ERDOĞAN'A HAKARET EDENİN KARŞISINDAYIM
¥ Futbolda kavgalar olduğu gibi, Meclis'te Genel Kurul sıralarında da kimi zaman kavgalar yaşanıyor. Bu tartışmaları nasıl değerlendiriyorsunuz?
Muhakkak fikir ayrılıkları oluyor. Fikir ayrılıklarının olduğu yerde tartışmalar da oluyor. Bazen hararetli oluyor, bazen hafif geçiyor. Biz buraya milletimize hizmet etmeye geldik, kavga etmeye değil. Ama bizim de bir kırmızı çizgimiz var. Cumhurbaşkanımıza yapılacak her türlü hakaretin, her türlü olumsuz konuşmanın karşısında olurum.
¥ Cumhurbaşkanı Erdoğan'ın “Futbol gibi siyaset de takım oyunudur” sözü var. Sizce de öyle mi?
Bir ekiple uyumlu bir şekilde çalışmanız gerekiyor. Futbol takımına baktığınız zaman kaleciden forvetine, yedek kulübesindeki arkadaşımızdan hocamıza kadar uyum içinde olursanız başarıyı daha çabuk yakalarsınız. Şu anda da siyasete baktığınız zaman, bizim bir takımımız var, AK Parti takımımız. Teşkilatımız, milletvekillerimiz ve
Cumhurbaşkanımızla uyum içinde olduğu zaman başarıya çok daha kolay ulaşıyoruz.
¥ Cumhurbaşkanı Erdoğan'ın daha önce yabancı oyuncu sınırının düşürülmesi ile ilgili açıklamaları olmuştu.
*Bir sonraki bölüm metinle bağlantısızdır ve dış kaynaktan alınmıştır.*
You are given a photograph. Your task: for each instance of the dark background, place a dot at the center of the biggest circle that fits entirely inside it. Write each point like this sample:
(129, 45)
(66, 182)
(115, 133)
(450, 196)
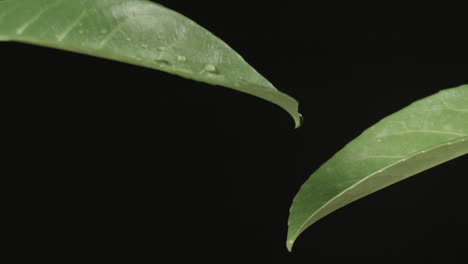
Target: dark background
(127, 164)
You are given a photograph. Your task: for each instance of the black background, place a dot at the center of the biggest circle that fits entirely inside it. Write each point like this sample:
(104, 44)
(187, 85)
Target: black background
(127, 164)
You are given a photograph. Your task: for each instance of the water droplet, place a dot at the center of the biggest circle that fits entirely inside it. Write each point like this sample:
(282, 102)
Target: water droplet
(163, 63)
(210, 68)
(301, 120)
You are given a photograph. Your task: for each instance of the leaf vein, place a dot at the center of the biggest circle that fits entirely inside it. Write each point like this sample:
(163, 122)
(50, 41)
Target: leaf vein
(36, 17)
(64, 34)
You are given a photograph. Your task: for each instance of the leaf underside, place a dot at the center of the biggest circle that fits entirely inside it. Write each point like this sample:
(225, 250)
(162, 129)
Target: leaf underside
(426, 133)
(138, 32)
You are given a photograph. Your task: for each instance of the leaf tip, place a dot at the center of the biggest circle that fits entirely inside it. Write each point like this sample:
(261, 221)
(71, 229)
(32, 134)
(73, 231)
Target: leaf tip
(289, 244)
(298, 120)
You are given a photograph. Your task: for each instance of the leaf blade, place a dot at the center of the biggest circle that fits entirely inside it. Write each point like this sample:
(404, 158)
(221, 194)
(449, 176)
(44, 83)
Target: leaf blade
(137, 32)
(422, 135)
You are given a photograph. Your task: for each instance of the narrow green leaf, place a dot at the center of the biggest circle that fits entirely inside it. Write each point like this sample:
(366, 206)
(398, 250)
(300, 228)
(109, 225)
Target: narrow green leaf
(138, 32)
(426, 133)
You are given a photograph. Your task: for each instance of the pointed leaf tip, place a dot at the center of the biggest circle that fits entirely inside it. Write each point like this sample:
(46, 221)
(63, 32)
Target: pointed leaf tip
(138, 32)
(426, 133)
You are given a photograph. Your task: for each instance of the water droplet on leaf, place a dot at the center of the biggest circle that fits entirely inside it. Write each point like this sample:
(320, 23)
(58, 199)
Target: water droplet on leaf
(210, 68)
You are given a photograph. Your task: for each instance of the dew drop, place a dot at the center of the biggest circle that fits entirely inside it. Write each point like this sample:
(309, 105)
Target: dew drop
(210, 68)
(301, 120)
(163, 63)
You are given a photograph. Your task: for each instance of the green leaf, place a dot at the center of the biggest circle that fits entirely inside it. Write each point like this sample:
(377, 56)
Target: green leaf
(138, 32)
(426, 133)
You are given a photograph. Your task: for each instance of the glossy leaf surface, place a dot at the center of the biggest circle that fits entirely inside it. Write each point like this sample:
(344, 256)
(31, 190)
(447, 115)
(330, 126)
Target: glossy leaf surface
(138, 32)
(426, 133)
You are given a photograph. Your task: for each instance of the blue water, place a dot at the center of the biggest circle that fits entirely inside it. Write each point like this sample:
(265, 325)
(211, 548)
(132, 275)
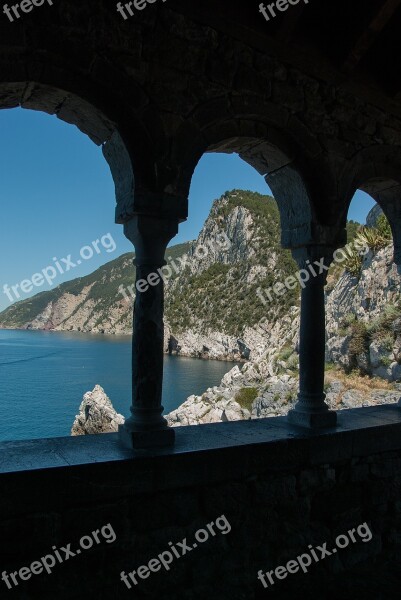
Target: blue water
(44, 375)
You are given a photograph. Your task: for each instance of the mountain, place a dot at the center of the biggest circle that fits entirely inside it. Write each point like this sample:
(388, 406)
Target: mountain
(89, 304)
(211, 293)
(214, 305)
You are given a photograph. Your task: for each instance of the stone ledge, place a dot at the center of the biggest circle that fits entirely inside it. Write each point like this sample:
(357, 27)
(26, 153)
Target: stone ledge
(359, 432)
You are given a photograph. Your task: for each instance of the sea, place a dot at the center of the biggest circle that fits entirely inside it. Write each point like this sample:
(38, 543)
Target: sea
(44, 375)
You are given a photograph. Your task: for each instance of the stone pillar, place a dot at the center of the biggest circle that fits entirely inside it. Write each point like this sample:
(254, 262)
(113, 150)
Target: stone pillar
(147, 427)
(311, 410)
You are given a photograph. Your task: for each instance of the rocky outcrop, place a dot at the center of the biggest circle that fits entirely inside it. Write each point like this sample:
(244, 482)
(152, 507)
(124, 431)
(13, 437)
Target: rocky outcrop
(211, 307)
(96, 414)
(364, 318)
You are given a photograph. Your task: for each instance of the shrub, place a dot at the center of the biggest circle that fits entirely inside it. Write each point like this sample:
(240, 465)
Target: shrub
(359, 342)
(246, 397)
(385, 361)
(383, 227)
(353, 264)
(285, 353)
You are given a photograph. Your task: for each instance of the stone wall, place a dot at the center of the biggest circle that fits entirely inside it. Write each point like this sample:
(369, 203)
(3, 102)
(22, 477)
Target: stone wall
(280, 489)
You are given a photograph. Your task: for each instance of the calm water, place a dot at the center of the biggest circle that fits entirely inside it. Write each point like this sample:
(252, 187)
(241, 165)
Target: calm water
(43, 376)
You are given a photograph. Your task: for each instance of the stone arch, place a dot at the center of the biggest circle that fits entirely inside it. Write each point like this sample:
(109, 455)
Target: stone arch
(90, 120)
(377, 171)
(278, 146)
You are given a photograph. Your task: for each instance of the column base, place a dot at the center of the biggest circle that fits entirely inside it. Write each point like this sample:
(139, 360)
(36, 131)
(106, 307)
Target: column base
(317, 420)
(153, 438)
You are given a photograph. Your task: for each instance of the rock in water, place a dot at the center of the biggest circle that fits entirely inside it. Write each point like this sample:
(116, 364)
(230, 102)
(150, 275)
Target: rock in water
(96, 414)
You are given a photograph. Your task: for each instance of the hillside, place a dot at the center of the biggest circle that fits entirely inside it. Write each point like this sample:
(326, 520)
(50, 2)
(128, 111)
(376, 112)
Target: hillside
(210, 304)
(90, 304)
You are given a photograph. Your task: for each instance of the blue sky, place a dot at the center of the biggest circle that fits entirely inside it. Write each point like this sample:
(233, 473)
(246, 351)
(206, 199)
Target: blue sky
(57, 196)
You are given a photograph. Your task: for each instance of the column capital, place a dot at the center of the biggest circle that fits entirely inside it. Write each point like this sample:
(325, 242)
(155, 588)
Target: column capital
(150, 237)
(316, 260)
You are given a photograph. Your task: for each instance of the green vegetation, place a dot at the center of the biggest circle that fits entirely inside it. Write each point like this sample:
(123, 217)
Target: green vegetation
(104, 286)
(222, 296)
(374, 238)
(361, 334)
(246, 397)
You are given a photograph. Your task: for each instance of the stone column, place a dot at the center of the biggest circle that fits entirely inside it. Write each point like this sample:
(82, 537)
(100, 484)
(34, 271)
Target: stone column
(147, 427)
(311, 409)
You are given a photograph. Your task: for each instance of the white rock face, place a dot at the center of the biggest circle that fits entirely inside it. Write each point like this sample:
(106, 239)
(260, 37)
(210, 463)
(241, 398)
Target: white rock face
(96, 414)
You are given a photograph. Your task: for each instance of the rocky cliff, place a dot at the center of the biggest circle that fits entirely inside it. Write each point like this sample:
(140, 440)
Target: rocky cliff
(211, 310)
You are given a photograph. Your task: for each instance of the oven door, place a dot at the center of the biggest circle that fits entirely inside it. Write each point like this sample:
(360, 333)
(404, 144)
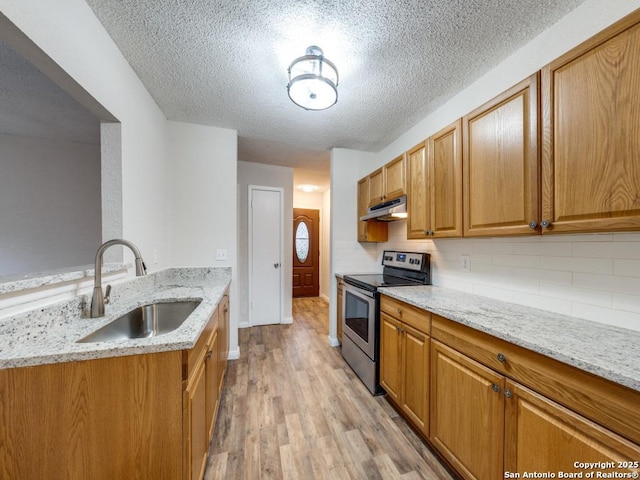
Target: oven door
(359, 318)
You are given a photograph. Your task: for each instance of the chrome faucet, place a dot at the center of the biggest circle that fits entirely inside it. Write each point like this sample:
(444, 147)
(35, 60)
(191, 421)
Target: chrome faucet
(97, 301)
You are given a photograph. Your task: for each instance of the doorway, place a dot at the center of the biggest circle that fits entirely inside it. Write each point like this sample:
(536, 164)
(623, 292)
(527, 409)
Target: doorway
(265, 255)
(306, 253)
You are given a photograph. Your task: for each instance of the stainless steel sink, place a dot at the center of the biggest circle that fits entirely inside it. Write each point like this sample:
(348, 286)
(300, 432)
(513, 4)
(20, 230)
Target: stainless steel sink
(145, 321)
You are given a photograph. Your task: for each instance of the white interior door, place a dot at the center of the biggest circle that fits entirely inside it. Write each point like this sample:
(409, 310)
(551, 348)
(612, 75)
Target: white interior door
(265, 255)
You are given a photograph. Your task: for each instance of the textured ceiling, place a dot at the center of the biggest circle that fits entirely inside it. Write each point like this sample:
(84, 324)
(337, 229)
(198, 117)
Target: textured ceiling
(32, 105)
(224, 63)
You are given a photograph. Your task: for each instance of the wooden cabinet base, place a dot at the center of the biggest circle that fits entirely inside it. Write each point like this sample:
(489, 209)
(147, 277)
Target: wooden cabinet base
(98, 419)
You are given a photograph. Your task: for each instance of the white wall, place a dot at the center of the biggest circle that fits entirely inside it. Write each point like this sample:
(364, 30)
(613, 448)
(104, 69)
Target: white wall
(325, 245)
(69, 33)
(347, 255)
(589, 276)
(265, 176)
(319, 201)
(202, 215)
(50, 212)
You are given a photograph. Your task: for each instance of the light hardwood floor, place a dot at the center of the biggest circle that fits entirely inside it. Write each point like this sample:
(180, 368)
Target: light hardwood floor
(293, 409)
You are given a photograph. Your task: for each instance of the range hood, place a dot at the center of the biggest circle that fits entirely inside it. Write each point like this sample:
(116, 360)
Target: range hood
(388, 211)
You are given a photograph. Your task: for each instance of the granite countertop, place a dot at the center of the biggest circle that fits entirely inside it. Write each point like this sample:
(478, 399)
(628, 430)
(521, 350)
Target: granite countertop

Bu yabancı oyuncu sınırı hakkında ne düşünüyorsunuz?
Bizim zamanımızda 5 yabancı oyuncu oynatma kuralı vardı. 3 tanesi sahada, 2 tanesi yedek kulübesinde. Şimdi serbest bırakıldı. Altyapıdan oyuncu çıkarmakta sıkıntı yaşıyoruz. Büyük takımlara baktığımız zaman o gün sahaya çıkan ilk 11'de 2 ya da 3 tane Türk oyuncu oluyor. Oynamayan bir Türk futbolcuyu alıp da millî takımda oynatmak ve ondan bir başarı beklemek tabii ki çok zor. Bunun için özellikle altyapıdaki oyuncuların artık daha çok üst takımlara taşınması lazım. Kulüplerden ricam, Türk oyuncuların sahada daha çok oynatılması...
Sık sık Müslüman futbolculara yönelik ırkçı saldırılar oluyor. En son Mesut Özil, Almanya Millî Takımı'nda ırkçılık gerekçesiyle daha fazla oynamak istemediğini açıklamıştı. Siz de bu tür saldırılara maruz kaldınız mı?
Mesut'un yaşadığı şeyleri biz de yaşadık. Irkçılık sadece bizim milletimize uygulanan bir statüko değildir. Ülkemizi yöneten başarılı bir hükûmet ve her sene büyüyen bir Türkiye var. Bundan rahatsız olan dış güçlerin varlığı inkâr edilemez. O yüzden nereden yakalarlarsa oradan zarar vermeye çalışıyorlar. En son Mesut'tan yakaladılar. Mesut'a yapılan kadar çok büyük olmadı ama bizim de sahaya çıktığımız zaman ıslıklandığımız oldu. Çok iyi oynamamıza rağmen övüldüğümüz zamanlar çok fazla olmadı. En ufak hatamızda çok fazla eleştirildik.
MİLLÎ TAKIM BAŞARILI DEĞİL
Alpay Özalan'a millî takımımızı başarılı bulup bulmadığını sorduk. Özalan, “Bizim zamanımızda iyi bir jenerasyon yakaladık. İyi bir altyapımız vardı. (Oyuncu olarak.) O yüzden çok başarılı olduk. Şu anki millî takım tabii ki başarılı değil. Eksikleri ve hataları var. Bunlar da en kısa zamanda düzeltilmeli. Bu ekip üzerinde ısrar edilip 3-5 sene sonra başarılı olmuş bir millî takım olarak milletimizin karşısına çıkacaklarını umut ediyorum” dedi.